Outcomes people describe
Success with fissurectomy depends on the specific approach, whether it is combined with botox or a sphincterotomy, and individual factors.
What people commonly report:
- Many people describe the procedure as effective in resolving their chronic fissure, particularly when combined with botox
- The absence of the sharp fissure pain — sometimes felt within the first week — is frequently described as significant, even while the surgical wound is still healing
- People who had been in a long cycle of failed conservative treatments often describe fissurectomy as the turning point in their recovery
Recurrence:
- Some people experience recurrence of their fissure after fissurectomy. Recurrence rates vary and depend on factors including the technique used and whether the underlying spasm was also addressed.
- Recurrence is more commonly reported when fissurectomy is done alone, without botox or sphincterotomy to address the sphincter spasm
- If a fissure does recur, there are further options. This is not a dead end.
Long-term:
- People describe long-term outcomes positively in many cases, particularly when good habits around fibre, hydration, and bowel care are maintained
- Continence outcomes are generally favourable since the sphincter muscle is not cut during fissurectomy alone
- Some people describe the sentinel pile area remaining slightly different in appearance long-term, which is expected
Your surgeon can discuss the outcomes they see in their practice and what is realistic for your specific situation.
Questions to ask your surgeon
People who have been through fissurectomy commonly say they wish they had asked more beforehand. Some questions others have found helpful:
- Will you be doing fissurectomy alone, or combined with botox or LIS?
- What does the wound look like after the procedure, and how will I know if it is healing normally?
- How long should I plan to be off work or away from my usual activities?

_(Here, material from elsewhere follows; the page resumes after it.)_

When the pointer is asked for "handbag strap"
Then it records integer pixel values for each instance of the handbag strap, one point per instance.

- What should I use for stool softening during recovery, and when should I start?
- What does normal bleeding look like versus something I should call about?
- How will follow-up work — will you check the wound, and when?
- What is your experience with this procedure, and what outcomes do your patients typically have?
- If this does not work, what would the next step be?
Write your questions down and bring them to your appointment. It is easy to forget in the moment.